# Introduction

### Brief Overview

Is a training set something immutable and unexpandable? Active learning relates to situations where the answer is no. The training set size can be increased, but, of course, labelling of new examples is not costless.

Pool-based setup of active learning assumes that, given a model and a training set, there is also a fixed and known $n$-element set of initially unlabelled examples and the goal is to select $k$, $k < n$, examples from there such that disclosure of their target variables produces the most significant impact on model quality.

There are other setups of active learning problems as well (e.g., how to synthesize feature representations of objects to be studied), but all of them are beyond the scope of this demo.

In this notebook, one can find answers to the following questions:
* How to use implementations of active learning strategies from `dsawl` package?
* How do $\varepsilon$-greedy active learning perform relatively random selection?

### References

* An article that contains review of approaches to active learning: [Yang, 2017](https://arxiv.org/pdf/1702.08540.pdf);
* An article about EG-Active algorithm: [Bouneffouf, 2014](https://arxiv.org/abs/1408.2196).

# General Preparations

### Import Statements

In [1]:
import math
from copy import copy
from typing import List

import numpy as np

import matplotlib.pyplot as plt
%matplotlib inline
import seaborn as sns

from sklearn.base import BaseEstimator
from sklearn.metrics import accuracy_score
from sklearn.ensemble import RandomForestClassifier
from sklearn.calibration import CalibratedClassifierCV

from dsawl.active_learning.pool_based_sampling import CombinedSamplerFromPool
from dsawl.active_learning.utils import make_committee

### Notebook-level Settings

In [2]:
np.random.seed(361)

In [3]:
sns.set()

### User-defined Settings

In [4]:
# It is not a good practice to store binary files
# (like PNG images) in a Git repository, but for
# your local use you can set it to `True`.
draw_plots = False

# Dataset Generation

In this section, a synthetic dataset that is used by further examples is created.
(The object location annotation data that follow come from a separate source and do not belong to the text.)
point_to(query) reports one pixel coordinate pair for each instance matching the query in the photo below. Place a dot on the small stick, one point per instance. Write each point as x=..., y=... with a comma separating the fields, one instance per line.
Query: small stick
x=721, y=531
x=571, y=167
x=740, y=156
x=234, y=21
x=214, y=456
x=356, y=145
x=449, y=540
You can skip details of this section if you are interested only in user interface of active learning utilities. If this is the case, go to "Step-by-Step Tutorial" section.

In [5]:
dimensionality = 2
lower_bound = -2
upper_bound = 2
pool_size = 300

In [6]:
X_train_initial = np.array(
    [[1, -1],
     [2, -2],
     [3, -3],
     [-1, -1],
     [-2, -2],
     [-3, -3],
     [0, 1],
     [0, 2],
     [0, 3]]
)

In [7]:
X_new = np.random.uniform(
    lower_bound, upper_bound, size=(pool_size, dimensionality)
)

In [8]:
X_hold_out = np.random.uniform(
    lower_bound, upper_bound, size=(pool_size, dimensionality)
)

In [9]:
def compute_target(X: np.ndarray) -> np.ndarray:
    """
    Compute class label for a simple classification problem where
    2D plane is split into three regions by rays such that they
    start from the origin and an angle between any pair of them
    has 120 degrees.
    
    :param X:
        coordinates of points from the plane
    :return:
        labels of regions where points are located
    """
    
    def compute_target_for_row(x: np.ndarray) -> int:
        if x[0] > 0:
            return 1 if x[1] - math.tan(math.radians(30)) * x[0] > 0 else 2
        else:
            return 1 if x[1] + math.tan(math.radians(30)) * x[0] > 0 else 3
        
    y = np.apply_along_axis(compute_target_for_row, axis=1, arr=X)
    return y

In [10]:
y_train_initial = compute_target(X_train_initial)
y_new = compute_target(X_new)
y_hold_out = compute_target(X_hold_out)

In [11]:
if draw_plots:
    fig = plt.figure(figsize=(15, 15))
    ax = fig.add_subplot(111)
    for label, color in zip(range(1, 4), ['b', 'r', 'g']):
        curr_X = X_train_initial[y_train_initial == label, :]
        ax.scatter(curr_X[:, 0], curr_X[:, 1], c=color, marker='D')
    for label, color in zip(range(1, 4), ['b', 'r', 'g']):
        curr_X = X_new[y_new == label, :]
        ax.scatter(curr_X[:, 0], curr_X[:, 1], c=color)

# Step-by-Step Tutorial

As of now, the most convenient and comprehensive user interface is provided by `CombinedSamplerFromPool` class. Its instances can exploit accumulated knowledge about decision boundary of the model and can make exploratory actions. Various approaches to exploitation and exploration are supported.

## Initialization

Class `CombinedSamplerFromPool` have two initialization arguments: `scorers` and `scorers_probabilities`. Let us discuss both of them.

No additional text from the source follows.